Terror sem limites
por Bruno CarmeloO projeto deste filme é bastante curioso: reunir 26 jovens diretores e pedir a cada um para fazer um curta-metragem de terror sobre maneiras de morrer – um filme para cada letra do alfabeto. O formato escolhido gera apreensão: com duração média inferior a cinco minutos por episódio, como realmente despertar medo e explorar o tema de maneira satisfatória? O terror não seria um gênero extremamente dependente do contexto, exigindo mais tempo para o desenvolvimento da história?
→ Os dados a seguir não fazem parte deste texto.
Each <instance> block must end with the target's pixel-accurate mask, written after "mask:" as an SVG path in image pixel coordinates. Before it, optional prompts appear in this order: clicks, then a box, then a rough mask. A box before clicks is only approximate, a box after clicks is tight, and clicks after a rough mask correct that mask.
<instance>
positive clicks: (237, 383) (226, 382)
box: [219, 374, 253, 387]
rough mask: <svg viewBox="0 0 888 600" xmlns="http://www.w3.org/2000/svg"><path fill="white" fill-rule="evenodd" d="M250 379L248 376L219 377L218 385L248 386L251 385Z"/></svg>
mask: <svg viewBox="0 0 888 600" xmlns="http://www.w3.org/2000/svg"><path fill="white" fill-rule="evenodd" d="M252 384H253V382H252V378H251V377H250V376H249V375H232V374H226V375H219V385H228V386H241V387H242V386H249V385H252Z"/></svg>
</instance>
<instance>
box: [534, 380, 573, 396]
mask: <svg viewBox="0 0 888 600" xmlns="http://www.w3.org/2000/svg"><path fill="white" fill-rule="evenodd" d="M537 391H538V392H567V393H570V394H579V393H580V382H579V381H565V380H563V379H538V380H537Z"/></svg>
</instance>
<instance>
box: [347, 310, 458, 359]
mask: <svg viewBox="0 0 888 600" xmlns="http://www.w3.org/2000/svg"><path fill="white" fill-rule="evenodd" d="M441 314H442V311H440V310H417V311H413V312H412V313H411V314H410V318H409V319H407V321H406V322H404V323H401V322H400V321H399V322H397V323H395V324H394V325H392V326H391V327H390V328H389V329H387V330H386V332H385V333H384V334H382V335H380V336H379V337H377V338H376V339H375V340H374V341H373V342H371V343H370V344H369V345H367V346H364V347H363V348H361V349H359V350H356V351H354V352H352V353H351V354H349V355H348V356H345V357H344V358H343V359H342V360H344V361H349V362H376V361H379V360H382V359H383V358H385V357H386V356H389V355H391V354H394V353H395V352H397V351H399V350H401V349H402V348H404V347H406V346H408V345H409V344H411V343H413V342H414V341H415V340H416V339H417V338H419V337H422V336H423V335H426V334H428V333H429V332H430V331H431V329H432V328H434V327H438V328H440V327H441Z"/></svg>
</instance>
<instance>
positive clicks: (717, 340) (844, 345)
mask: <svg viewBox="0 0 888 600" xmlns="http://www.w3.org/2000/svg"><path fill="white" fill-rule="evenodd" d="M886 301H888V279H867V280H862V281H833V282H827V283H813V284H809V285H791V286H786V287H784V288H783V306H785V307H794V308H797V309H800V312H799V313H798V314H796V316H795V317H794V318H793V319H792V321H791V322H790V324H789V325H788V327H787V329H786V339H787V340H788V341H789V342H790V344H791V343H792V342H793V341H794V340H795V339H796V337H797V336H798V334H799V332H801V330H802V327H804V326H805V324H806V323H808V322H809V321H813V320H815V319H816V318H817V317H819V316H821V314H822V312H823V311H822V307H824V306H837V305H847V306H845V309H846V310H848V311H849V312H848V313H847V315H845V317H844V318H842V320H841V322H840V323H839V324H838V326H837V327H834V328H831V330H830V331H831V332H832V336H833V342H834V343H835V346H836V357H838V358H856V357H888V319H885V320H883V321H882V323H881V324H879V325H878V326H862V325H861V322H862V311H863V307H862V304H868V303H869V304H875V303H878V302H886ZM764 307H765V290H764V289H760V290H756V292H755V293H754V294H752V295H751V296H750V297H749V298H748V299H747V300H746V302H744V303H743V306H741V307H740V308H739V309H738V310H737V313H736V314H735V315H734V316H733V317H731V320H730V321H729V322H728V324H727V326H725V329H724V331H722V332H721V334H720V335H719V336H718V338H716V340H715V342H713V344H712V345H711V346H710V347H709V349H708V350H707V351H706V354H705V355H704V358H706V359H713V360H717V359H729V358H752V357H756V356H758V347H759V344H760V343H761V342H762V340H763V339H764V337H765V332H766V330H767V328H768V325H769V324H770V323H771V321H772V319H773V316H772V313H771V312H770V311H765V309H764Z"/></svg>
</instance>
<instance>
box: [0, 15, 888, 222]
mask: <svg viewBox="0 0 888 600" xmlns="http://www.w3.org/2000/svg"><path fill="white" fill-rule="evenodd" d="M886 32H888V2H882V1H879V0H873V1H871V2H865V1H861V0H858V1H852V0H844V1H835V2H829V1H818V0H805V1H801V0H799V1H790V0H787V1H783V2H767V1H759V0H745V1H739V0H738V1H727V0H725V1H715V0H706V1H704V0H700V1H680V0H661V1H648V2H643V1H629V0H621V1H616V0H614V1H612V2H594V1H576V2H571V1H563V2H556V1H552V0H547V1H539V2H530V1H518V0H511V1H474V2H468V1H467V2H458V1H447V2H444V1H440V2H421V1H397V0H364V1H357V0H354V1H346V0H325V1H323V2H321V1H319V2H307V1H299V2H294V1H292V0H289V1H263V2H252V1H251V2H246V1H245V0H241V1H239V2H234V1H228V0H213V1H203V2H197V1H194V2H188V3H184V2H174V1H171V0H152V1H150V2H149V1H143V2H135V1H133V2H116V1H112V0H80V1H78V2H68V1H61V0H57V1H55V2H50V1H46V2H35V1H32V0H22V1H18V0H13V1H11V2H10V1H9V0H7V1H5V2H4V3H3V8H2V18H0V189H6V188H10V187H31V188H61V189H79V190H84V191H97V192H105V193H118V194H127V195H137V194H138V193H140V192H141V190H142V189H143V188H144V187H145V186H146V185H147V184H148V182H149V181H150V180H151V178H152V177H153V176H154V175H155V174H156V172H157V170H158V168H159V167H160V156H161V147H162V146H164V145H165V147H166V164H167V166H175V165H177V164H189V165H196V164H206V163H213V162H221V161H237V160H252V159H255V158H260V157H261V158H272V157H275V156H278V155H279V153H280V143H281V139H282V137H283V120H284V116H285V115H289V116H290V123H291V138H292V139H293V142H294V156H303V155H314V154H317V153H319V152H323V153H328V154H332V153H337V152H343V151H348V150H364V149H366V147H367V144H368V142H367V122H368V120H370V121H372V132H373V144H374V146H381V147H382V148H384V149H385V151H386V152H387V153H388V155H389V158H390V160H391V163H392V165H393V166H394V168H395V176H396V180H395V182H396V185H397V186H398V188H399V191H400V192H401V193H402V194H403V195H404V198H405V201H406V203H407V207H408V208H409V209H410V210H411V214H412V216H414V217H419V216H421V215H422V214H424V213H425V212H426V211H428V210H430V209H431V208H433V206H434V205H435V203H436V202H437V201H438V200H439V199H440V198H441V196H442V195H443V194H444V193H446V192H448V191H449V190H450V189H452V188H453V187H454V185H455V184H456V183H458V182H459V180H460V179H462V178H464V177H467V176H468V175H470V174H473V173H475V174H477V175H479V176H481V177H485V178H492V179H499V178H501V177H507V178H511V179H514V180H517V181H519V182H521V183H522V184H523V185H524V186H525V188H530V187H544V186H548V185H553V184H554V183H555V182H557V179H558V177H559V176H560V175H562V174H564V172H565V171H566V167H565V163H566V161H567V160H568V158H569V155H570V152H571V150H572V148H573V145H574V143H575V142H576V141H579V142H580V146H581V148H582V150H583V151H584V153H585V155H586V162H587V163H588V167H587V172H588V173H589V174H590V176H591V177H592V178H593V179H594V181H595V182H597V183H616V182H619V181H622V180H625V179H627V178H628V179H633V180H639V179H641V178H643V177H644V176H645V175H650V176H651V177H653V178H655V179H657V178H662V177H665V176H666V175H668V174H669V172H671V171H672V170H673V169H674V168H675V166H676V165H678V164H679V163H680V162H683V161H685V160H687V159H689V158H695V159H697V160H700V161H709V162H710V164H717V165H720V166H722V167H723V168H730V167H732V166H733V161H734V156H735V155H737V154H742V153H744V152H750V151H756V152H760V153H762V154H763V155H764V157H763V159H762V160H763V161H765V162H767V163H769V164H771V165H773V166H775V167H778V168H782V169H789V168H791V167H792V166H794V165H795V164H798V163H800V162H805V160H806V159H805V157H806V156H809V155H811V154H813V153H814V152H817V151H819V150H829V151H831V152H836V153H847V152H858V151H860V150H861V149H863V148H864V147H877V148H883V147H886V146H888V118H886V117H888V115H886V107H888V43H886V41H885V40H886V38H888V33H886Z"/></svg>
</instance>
No entanto, diante do resultado final, estas primeiras reticências desaparecem. A média das produções apresentadas é boa, e muitos diretores conseguem fazer uso inteligente de seu tempo e orçamento. Curtas-metragens como o atmosférico Knell (algo como “Badalada”), de Kristina Buozyte e Bruno Samper, e o inteligente Vacation, de Jérôme Sable, poderiam existir de maneira independente, concorrendo em festivais tradicionais de cinema. O episódio brasileiro Jesus, de Dennison Ramalho, também explora o tema espinhoso da religião de modo destemido e visualmente interessante.
Os problemas do filme são outros, relativos à produção. Os idealizadores do projeto afirmam que os cineastas tiveram liberdade total para criar os seus filmes, e isso não é difícil de imaginar, tamanha é a disparidade entre cada segmento. Alguns deles ostentam um orçamento confortável e equipamentos mirabolantes (como os efeitos de grua em Amador), já outros parecem ter sido feitos de modo caseiro (a exemplo de Legado). Alguns são trash e sanguinolentos, outros lembram o suspense mais convencional. Em alguns casos, até a pertinência ao gênero terror pode ser questionada, como no drama de guerra Falling.
Muitos cineastas sequer respeitam a premissa inicial, no que diz respeito às letras e às maneiras de morrer. É visível que certos curtas foram concebidos antes mesmo da atribuição de uma letra, sendo posteriormente encaixados no tema com a ajuda de algum malabarismo lexical – caso dos pouco convincentes P-P-P-P Scary! e Despojado, títulos genéricos para histórias igualmente genéricas. Muitas das palavras-chave escolhidas pelos diretores não dizem respeito à maneira de morrer, apenas a um objeto ou um pequeno símbolo presente na história.
O ABC da Morte 2 conseguiu reunir um bom grupo de diretores, com notável vigor e criatividade na abordagem do gênero. Mas faltou a figura do produtor capaz de federar estas múltiplas visões, conferir coesão ao conjunto e garantir a pertinência de cada história ao projeto. É sempre válido contar com diferentes estilos, contanto que os diretores não queiram se sobrepor ao filme, usando a oportunidade para exibir seus talentos pessoais.
No final, a projeção é disforme, inconsistente, hesitando entre adotar as regras estéticas e comerciais de um filme B ou trilhar os caminhos do circuito de arte. O ABC da Morte 2 fica preso entre sua premissa instigante e a inevitável sensação de representar um catálogo um pouco aleatório de novos talentos do cinema de terror.
Filme visto no Festival do Rio, em setembro de 2014.